Knife: Jo Nesbo

The problem with most popular successful police/detective/suspense series is that readers and publishers demand the exact same things in the next in the series, making the series a quick parody and mockery of itself.

Nesbo seems to avoid this. Harry Hole seems just as compelling and flawed and genius as he always has.

Run Away: Harlan Coben

Coben’s recurring Myron Bolitar series remains my favourite of the Coben books, but each of his standalone novels contains the kernel of what makes all of his characters so compelling: unrelenting, pure, unresentful, selfless love for the others in their lives, be it child, parents, siblings, husband, wife or partner.

I love them all.

Kingdom of the Blind: Louise Penny

Armand Gamache “IS” Penny’s detective series. He is what makes it, his uncompromising character, decency and actions.

In that sense, this book stays on track. Gamache still carries the series.

Penny reliably provides us with delicious writing, full of symbolism, metaphor and foreshadowing.

Unfortunately, the rest is slipping. It’s too full of easy plot twists, relying on sketchy MacGufffins, and loose editing. You could see the plot twist over who would discover the Carfentil right from the early chapters. There is really little reason for minor characters from Three Pines to even be mentioned, and some new characters are unrealistic.

Not her best, but by very definition not every book can be.
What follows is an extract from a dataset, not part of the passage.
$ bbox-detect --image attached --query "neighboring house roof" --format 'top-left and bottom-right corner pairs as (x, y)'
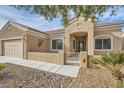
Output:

The Reckoning: John Grisham

Reading Grisham at this stage of his writing career is like going home to visit relatives at Thanksgiving for roast beef, Yorkshire pudding and roast potato dinner. You’ve sat down to eat it for the past 25 years just because that’s what everyone does, no matter if you even like or enjoy it.

This isn’t even really a novel; as Grisham himself states, it’s just a half-remembered, rumoured anecdote from the limited time he spent in public service. The entire middle section is entirely superfluous and we care nothing for the characters in a story that has no rising action, tension or climax.

It’s not a novel. It’s not even decently prepared roast beef.

Glass Houses: Louise Penny

Long time readers of these book reviews will know that Penny and I have long enjoyed an intensely deep romance, starting with delight at finding someone interesting and new, progressing through growing interest, moving to infatuation, and climaxing in her best work so far, THE BEAUTIFUL MYSTERY. Since then, our relationship has moved on, grown, less passionate, only making it stronger, more like understanding and cuddling now, spooning, accepting when she forgets to shave her legs or steals the blankets in the middle of the night. By Book #20, we’ll be checking each other’s backs for suspicious moles.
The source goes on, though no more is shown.